Lehrerin mit Schülerinnen und Schülern
Für die Arbeit mit Schülern und Schülerinnen mit Förderbedarf braucht es eine vertrauensvolle Zusammenarbeit

Klare Strukturen geben Stabilität

Tragfähige soziale Beziehungen zu den Kindern und Jugendlichen sind die Basis für den Unterricht an der Kurt-Biedermann-Schule in Leipzig. Die Schulleiterin schildert, wie dies gelingt.

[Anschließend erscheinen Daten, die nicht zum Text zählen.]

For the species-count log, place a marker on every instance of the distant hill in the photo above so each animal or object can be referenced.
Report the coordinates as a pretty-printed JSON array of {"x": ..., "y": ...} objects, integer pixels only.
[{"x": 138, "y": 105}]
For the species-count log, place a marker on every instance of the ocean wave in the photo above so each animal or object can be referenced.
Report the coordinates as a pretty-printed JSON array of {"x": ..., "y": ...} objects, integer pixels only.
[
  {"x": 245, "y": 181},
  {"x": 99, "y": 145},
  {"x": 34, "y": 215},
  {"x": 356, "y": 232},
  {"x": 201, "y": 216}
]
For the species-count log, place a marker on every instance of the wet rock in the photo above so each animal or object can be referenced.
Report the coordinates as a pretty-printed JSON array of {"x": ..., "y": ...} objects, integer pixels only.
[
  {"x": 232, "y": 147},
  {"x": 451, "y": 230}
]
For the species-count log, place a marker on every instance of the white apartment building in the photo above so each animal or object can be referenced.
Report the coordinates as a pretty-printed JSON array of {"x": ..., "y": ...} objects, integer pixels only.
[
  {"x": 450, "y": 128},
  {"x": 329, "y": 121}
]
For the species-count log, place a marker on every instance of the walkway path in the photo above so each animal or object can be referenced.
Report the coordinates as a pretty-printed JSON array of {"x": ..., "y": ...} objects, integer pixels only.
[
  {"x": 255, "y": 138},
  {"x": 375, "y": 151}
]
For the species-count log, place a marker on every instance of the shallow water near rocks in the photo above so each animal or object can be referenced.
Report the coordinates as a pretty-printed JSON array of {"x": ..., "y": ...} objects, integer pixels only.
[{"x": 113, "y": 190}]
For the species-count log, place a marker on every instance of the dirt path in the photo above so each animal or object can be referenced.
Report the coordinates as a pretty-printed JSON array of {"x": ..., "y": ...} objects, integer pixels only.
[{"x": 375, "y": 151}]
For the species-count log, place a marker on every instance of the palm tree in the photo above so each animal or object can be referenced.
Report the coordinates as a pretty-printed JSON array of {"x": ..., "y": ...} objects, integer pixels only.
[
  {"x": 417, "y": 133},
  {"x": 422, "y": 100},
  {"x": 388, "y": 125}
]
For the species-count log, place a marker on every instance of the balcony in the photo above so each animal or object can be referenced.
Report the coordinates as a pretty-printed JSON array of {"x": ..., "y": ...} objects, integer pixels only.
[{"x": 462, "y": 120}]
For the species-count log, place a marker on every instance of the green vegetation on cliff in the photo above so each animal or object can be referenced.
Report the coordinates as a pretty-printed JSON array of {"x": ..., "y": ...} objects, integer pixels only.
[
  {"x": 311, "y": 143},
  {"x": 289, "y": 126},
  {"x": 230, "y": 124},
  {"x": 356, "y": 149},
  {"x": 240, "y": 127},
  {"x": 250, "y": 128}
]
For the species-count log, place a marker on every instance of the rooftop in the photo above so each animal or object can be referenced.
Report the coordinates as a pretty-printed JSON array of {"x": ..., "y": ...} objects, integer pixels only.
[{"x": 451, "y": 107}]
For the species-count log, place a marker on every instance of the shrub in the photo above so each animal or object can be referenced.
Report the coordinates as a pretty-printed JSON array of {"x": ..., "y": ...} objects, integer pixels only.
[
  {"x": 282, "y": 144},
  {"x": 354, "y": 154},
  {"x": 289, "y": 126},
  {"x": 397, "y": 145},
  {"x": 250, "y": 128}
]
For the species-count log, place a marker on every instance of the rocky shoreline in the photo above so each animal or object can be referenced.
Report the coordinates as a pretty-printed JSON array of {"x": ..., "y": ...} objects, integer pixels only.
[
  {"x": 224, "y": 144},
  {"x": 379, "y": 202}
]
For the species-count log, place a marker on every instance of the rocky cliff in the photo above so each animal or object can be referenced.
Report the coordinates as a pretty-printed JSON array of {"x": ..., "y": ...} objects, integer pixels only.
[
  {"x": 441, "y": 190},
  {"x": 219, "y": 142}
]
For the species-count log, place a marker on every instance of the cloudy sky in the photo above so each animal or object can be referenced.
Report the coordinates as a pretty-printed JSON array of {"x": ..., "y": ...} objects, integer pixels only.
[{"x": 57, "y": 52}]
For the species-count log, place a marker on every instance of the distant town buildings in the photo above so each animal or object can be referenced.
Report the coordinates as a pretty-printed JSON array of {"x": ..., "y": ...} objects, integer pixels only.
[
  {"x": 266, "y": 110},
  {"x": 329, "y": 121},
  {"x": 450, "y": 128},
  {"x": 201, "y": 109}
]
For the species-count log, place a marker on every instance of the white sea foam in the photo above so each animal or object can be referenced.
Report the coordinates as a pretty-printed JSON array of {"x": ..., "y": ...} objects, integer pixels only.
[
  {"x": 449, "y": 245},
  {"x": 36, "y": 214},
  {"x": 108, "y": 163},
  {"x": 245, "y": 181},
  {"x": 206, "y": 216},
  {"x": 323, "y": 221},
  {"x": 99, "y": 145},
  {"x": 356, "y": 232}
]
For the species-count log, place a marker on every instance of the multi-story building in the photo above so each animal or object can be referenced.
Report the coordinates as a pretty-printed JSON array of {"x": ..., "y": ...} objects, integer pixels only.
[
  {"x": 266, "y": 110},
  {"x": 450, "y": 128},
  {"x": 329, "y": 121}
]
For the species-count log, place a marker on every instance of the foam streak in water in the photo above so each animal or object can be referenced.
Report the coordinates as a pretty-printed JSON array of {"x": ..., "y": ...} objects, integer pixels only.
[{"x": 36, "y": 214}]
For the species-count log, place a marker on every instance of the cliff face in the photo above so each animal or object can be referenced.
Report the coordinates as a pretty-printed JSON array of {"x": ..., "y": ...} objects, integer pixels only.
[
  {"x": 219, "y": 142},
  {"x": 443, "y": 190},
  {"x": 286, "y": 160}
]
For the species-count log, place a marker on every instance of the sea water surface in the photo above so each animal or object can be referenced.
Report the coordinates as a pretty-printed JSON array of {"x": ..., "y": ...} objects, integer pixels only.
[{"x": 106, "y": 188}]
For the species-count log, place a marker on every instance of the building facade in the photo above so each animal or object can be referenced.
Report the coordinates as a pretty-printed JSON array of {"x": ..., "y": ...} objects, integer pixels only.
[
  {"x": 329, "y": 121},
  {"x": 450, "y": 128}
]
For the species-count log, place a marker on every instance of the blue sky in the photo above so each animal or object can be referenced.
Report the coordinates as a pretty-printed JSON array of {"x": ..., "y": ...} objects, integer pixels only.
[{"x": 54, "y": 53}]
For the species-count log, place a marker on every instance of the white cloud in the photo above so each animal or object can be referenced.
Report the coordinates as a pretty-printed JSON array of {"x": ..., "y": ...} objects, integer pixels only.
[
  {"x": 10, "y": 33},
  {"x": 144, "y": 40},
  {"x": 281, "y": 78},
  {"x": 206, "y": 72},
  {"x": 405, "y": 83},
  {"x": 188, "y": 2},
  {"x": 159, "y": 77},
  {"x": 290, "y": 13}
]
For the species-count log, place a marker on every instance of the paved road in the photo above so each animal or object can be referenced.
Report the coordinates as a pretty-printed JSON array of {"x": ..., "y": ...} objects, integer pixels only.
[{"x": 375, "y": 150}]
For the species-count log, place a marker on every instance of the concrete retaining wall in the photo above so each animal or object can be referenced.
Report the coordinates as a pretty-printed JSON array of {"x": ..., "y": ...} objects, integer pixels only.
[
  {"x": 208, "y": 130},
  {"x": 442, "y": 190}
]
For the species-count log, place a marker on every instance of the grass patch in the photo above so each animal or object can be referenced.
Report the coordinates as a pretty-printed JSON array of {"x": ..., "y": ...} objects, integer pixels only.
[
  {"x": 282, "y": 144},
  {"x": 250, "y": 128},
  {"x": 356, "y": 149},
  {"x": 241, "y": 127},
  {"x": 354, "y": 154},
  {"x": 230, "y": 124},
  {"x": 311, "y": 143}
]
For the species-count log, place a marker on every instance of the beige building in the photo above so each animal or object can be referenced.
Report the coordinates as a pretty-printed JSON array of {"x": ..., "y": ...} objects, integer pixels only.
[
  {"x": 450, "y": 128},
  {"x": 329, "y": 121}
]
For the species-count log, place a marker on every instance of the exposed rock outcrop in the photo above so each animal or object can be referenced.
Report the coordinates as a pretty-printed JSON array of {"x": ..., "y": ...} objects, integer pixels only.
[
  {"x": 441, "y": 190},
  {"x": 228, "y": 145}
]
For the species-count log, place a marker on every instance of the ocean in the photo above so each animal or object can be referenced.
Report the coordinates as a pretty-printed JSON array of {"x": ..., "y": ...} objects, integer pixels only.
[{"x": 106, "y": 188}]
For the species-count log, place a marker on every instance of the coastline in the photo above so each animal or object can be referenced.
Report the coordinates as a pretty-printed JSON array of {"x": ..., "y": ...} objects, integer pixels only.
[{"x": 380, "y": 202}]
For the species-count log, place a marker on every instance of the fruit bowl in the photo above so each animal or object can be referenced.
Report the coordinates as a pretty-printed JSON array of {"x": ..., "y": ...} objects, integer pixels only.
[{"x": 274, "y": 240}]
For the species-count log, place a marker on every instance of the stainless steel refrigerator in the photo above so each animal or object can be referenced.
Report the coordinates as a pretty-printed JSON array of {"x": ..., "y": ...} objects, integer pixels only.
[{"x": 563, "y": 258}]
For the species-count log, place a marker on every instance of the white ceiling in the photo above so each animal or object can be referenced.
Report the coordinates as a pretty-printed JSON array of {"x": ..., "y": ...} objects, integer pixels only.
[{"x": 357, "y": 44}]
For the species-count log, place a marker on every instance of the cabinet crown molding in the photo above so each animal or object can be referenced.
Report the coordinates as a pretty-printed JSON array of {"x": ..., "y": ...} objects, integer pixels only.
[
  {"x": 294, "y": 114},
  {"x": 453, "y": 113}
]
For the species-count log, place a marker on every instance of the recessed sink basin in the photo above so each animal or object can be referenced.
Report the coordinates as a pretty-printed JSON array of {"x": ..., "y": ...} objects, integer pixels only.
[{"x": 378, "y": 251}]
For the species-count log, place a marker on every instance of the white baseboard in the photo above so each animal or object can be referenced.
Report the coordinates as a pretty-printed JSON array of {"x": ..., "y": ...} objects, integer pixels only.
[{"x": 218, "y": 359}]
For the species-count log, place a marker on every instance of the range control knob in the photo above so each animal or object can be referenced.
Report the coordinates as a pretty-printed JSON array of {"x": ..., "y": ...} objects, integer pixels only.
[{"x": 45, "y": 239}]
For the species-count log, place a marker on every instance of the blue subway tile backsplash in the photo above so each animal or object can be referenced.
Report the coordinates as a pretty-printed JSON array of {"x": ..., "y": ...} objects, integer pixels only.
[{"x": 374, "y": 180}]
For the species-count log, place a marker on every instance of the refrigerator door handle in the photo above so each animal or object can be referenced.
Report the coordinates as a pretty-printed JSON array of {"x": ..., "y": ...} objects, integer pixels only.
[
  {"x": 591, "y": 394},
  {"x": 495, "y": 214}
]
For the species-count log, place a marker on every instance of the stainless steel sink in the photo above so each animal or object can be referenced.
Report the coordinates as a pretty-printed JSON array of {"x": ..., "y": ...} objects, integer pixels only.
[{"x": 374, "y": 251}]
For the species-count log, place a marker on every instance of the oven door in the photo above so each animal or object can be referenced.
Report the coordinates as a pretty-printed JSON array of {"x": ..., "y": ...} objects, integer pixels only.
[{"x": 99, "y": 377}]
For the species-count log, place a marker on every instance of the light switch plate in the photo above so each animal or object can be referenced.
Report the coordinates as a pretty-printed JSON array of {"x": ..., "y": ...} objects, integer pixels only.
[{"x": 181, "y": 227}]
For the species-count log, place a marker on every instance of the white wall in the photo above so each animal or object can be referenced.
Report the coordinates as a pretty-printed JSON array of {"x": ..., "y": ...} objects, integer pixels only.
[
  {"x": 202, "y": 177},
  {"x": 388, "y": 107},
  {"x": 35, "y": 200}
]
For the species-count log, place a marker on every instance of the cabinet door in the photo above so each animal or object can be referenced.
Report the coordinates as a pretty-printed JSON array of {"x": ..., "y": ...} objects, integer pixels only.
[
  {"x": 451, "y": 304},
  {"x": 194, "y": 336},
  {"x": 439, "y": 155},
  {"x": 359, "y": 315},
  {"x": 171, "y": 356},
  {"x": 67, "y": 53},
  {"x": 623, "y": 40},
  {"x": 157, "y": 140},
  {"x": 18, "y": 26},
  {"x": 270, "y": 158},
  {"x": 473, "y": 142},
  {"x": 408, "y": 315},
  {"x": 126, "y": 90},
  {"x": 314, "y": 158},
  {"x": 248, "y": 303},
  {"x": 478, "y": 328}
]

  • Kein willkürliches pädagogisches Handeln
  • Soziales Lernen genauso wichtig wie Wissensvermittlung
  • Programme zur Stärkung sozial-emotionaler Fähigkeiten auch für Regelschulen geeignet
Autorin: Mirjam Ulrich, freie Journalistin | DATUM: 02.02.22Bild: Adobe Stock

Für die Grundschulkinder beginnt jeder Tag hinten im Klassenzimmer am Frühstückstisch. Etliche von ihnen haben eine bis anderthalb Stunden Fahrt hinter sich. Damit sie auch innerlich in der Schule ankommen, frühstücken sie erst einmal gemeinsam. Das gehört zum ritualisierten Tagesablauf. 172 Schüler und Schülerinnen der Klassenstufen 1 bis 9 besuchen das Förderzentrum mit dem Förderschwerpunkt emotionale und soziale Entwicklung der Stadt Leipzig. Weitere 1.200 Lernende werden an 111 Regelschulen vom Inklusionsteam der Kurt-Biedermann-Schule unterstützt. „Unsere Schüler und Schülerinnen haben Probleme, sich selbst angemessen zu steuern und soziale Situationen adäquat zu interpretieren“, erklärt Heike Zelnicek, die Leiterin des Förderzentrums. Das kann sich ganz unterschiedlich äußern und reicht grob gesagt von Kindern und Jugendlichen mit aggressivem, gewaltbereitem und regelverletzendem Verhalten bis hin zu ängstlichen und gehemmten jungen Menschen. „Die Letztgenannten laufen oft unauffällig an Regelschulen mit“, weiß die Schulleiterin. „Alle diese Kinder und Jugendlichen brauchen Sicherheit und Stabilität“, sagt sie. „Bevor wir Wissen vermitteln können, müssen wir erst einmal eine tragfähige Beziehung zum Schüler aufbauen.“

Regeln vermitteln Halt und Orientierung

Das erfordert klare Vorgaben und Strukturen. So wird etwa auf die Einhaltung der Hausordnung großer Wert gelegt: „Bis hierhin und nicht weiter.“ Zu Beginn des Schuljahres vereinbart jede Lehrkraft gemeinsam mit ihrer Klasse einen Verhaltenskodex. Jedes Kind hat zudem einen eigenen Verhaltensplan, zum Beispiel: Habe ich meinen Platz richtig vorbereitet? Habe ich heute mitgearbeitet und alle Aufgaben erledigt? Habe ich die anderen ausreden lassen? Nach dem Unterricht wird gemeinsam mit dem Schüler oder der Schülerin ausgewertet. Das dient laut Heike Zelnicek dazu, dass die Schüler und Schülerinnen lernen, das eigene Verhalten angemessen einzuschätzen.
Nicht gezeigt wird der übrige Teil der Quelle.